Markus Dietrich, 1979 in Strausberg bei Berlin geboren, studierte zunächst Theaterwissenschaften und Neuere Geschichte an der Freien Universität Berlin und dann ab 2002 Mediengestaltung an der Bauhaus-Universität in Weimar. 2006 gewann er mit seinem Kurzfilm "Outsourcing" (Deutschland 2006) den Murnau Kurzfilmpreis. Von 2009 bis 2011 war Markus Dietrich als Regisseur am Thalia Theater in Halle tätig. Zum Filmarchiv: "Sputnik" (Deutschland 2013), der auf seinem Kurzfilm "Teleportation" (Deutschland 2008) basiert, ist sein Langfilmdebüt.

Herr Dietrich, Sie haben acht Jahre lang an Ihrem Kinodebüt "Sputnik" gearbeitet. Warum wollten Sie den Film unbedingt realisieren?

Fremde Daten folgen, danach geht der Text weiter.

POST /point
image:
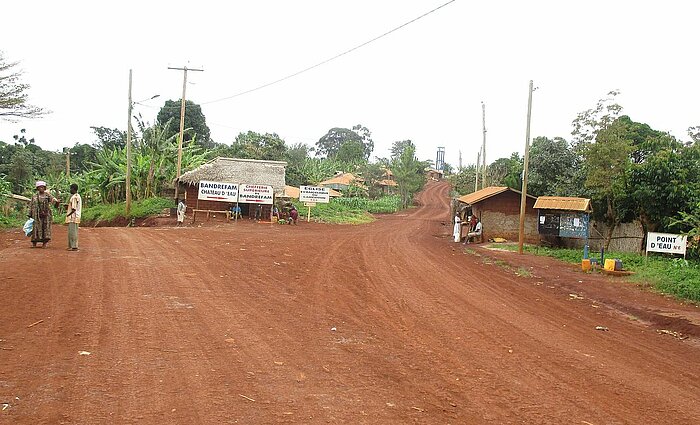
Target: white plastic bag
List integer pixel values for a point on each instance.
(28, 227)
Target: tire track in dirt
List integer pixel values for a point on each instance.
(182, 323)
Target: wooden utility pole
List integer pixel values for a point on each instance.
(67, 151)
(523, 195)
(128, 153)
(182, 125)
(476, 179)
(483, 146)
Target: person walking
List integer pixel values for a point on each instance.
(181, 208)
(476, 231)
(40, 211)
(75, 209)
(457, 231)
(293, 215)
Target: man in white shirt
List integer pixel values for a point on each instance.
(476, 232)
(75, 208)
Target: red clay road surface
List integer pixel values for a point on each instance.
(386, 323)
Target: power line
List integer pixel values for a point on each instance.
(331, 58)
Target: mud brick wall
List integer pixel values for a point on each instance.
(500, 217)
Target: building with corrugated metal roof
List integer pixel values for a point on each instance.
(498, 209)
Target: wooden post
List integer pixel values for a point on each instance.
(523, 195)
(182, 126)
(128, 154)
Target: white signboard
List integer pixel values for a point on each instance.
(666, 242)
(314, 194)
(255, 194)
(218, 191)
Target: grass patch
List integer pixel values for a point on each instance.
(350, 210)
(139, 209)
(674, 276)
(14, 220)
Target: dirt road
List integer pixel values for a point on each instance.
(387, 323)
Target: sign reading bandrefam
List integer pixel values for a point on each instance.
(255, 194)
(218, 191)
(666, 242)
(314, 194)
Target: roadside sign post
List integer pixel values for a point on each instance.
(308, 215)
(311, 195)
(666, 242)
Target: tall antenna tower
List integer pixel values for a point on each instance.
(440, 159)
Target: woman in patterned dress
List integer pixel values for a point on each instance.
(40, 211)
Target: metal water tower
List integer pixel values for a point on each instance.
(440, 159)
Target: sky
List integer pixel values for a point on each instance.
(423, 82)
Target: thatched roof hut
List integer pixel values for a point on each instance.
(239, 171)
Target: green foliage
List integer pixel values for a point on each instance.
(553, 168)
(13, 93)
(351, 210)
(139, 209)
(5, 188)
(383, 205)
(352, 151)
(464, 180)
(688, 223)
(330, 144)
(315, 170)
(673, 276)
(109, 138)
(252, 145)
(409, 174)
(506, 172)
(195, 122)
(373, 174)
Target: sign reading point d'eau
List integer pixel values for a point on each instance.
(666, 242)
(313, 194)
(218, 191)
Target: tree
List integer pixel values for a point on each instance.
(252, 145)
(506, 171)
(447, 169)
(398, 147)
(329, 145)
(13, 93)
(195, 122)
(606, 163)
(109, 138)
(409, 174)
(553, 165)
(352, 152)
(82, 156)
(463, 181)
(296, 154)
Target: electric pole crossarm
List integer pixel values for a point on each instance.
(523, 195)
(184, 70)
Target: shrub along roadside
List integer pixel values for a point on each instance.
(350, 210)
(139, 209)
(674, 276)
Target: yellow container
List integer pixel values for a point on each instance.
(609, 264)
(586, 265)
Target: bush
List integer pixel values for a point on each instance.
(351, 210)
(674, 276)
(139, 209)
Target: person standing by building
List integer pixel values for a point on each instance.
(293, 215)
(258, 212)
(75, 209)
(476, 231)
(457, 231)
(40, 211)
(181, 208)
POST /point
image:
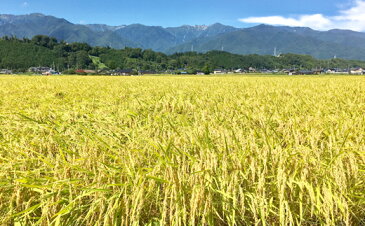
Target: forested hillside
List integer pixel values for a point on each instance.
(20, 54)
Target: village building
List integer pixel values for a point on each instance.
(39, 70)
(357, 71)
(124, 72)
(220, 71)
(6, 72)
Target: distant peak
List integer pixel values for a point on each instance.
(37, 14)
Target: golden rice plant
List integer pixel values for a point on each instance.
(182, 150)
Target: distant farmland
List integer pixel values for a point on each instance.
(182, 151)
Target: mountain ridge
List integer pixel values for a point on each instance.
(261, 39)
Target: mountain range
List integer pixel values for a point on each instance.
(262, 39)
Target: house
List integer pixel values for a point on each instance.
(240, 71)
(266, 71)
(357, 71)
(82, 71)
(147, 72)
(220, 71)
(39, 70)
(51, 72)
(251, 70)
(124, 72)
(337, 71)
(304, 72)
(6, 72)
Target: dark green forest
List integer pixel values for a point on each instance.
(20, 54)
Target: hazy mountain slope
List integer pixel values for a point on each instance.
(263, 39)
(39, 24)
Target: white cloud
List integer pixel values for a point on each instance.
(352, 18)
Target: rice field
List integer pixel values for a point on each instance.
(239, 150)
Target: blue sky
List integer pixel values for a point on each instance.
(318, 14)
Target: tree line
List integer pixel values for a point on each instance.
(21, 54)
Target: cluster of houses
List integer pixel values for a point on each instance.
(352, 71)
(43, 71)
(6, 72)
(129, 72)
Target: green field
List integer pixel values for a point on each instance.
(182, 150)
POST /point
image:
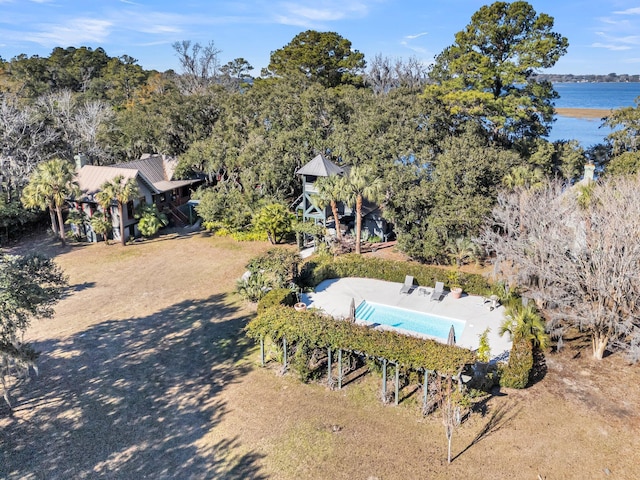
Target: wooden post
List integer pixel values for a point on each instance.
(339, 369)
(397, 382)
(384, 380)
(425, 389)
(284, 347)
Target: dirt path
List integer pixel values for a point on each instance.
(145, 373)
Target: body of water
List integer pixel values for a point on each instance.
(408, 321)
(604, 96)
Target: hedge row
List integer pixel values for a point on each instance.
(310, 329)
(277, 296)
(353, 265)
(515, 374)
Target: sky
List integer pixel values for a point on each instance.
(604, 35)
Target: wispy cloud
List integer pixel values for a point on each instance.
(73, 32)
(618, 33)
(611, 46)
(308, 14)
(628, 11)
(417, 35)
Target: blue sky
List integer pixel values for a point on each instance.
(604, 35)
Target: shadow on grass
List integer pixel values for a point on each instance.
(133, 398)
(498, 419)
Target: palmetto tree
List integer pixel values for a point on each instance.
(122, 191)
(362, 182)
(525, 323)
(51, 183)
(524, 176)
(462, 250)
(330, 192)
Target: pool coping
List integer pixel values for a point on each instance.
(334, 297)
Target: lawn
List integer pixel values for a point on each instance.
(145, 373)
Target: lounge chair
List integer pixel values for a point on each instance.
(408, 285)
(438, 292)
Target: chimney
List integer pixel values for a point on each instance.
(81, 160)
(589, 172)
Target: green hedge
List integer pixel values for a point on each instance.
(277, 296)
(515, 374)
(310, 329)
(352, 265)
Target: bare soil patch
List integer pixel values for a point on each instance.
(145, 373)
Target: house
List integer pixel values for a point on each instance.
(154, 176)
(319, 166)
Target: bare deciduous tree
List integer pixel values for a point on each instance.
(26, 138)
(577, 257)
(200, 65)
(385, 74)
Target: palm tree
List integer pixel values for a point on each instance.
(120, 190)
(525, 323)
(51, 183)
(462, 250)
(330, 192)
(359, 184)
(524, 176)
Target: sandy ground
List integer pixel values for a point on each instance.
(145, 373)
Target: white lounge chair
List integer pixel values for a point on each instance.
(438, 292)
(408, 285)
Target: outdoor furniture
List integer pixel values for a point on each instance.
(423, 291)
(408, 285)
(438, 292)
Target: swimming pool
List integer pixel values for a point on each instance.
(408, 320)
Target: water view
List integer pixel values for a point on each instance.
(590, 95)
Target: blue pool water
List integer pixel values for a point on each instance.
(409, 320)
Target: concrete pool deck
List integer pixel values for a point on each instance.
(334, 297)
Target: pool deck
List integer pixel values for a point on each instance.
(334, 297)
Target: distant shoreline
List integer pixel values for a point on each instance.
(592, 113)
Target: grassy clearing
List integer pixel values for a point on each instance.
(145, 372)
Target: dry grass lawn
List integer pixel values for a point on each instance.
(145, 373)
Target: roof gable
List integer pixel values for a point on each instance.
(320, 167)
(91, 177)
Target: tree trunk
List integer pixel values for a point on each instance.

Ich bin in einem kleinen brandenburgischen Dorf aufgewachsen und war zehn Jahre alt, als die Mauer fiel. Im Wendeherbst 1989 haben die Erwachsenen aber irgendwie vergessen, mit uns Kindern über die Ereignisse zu sprechen. Irgendwann kamen dann immer mehr Filme zum Thema Mauerfall ins Kino und ins Fernsehen. Doch die Kinderperspektive, die fehlte. Und so kam ich schließlich auf die Idee zu erzählen, wie wir Kinder damals mit alledem umgegangen sind. Wir waren ja nicht blöd, wir haben das schon mitbekommen. Nur eben anders.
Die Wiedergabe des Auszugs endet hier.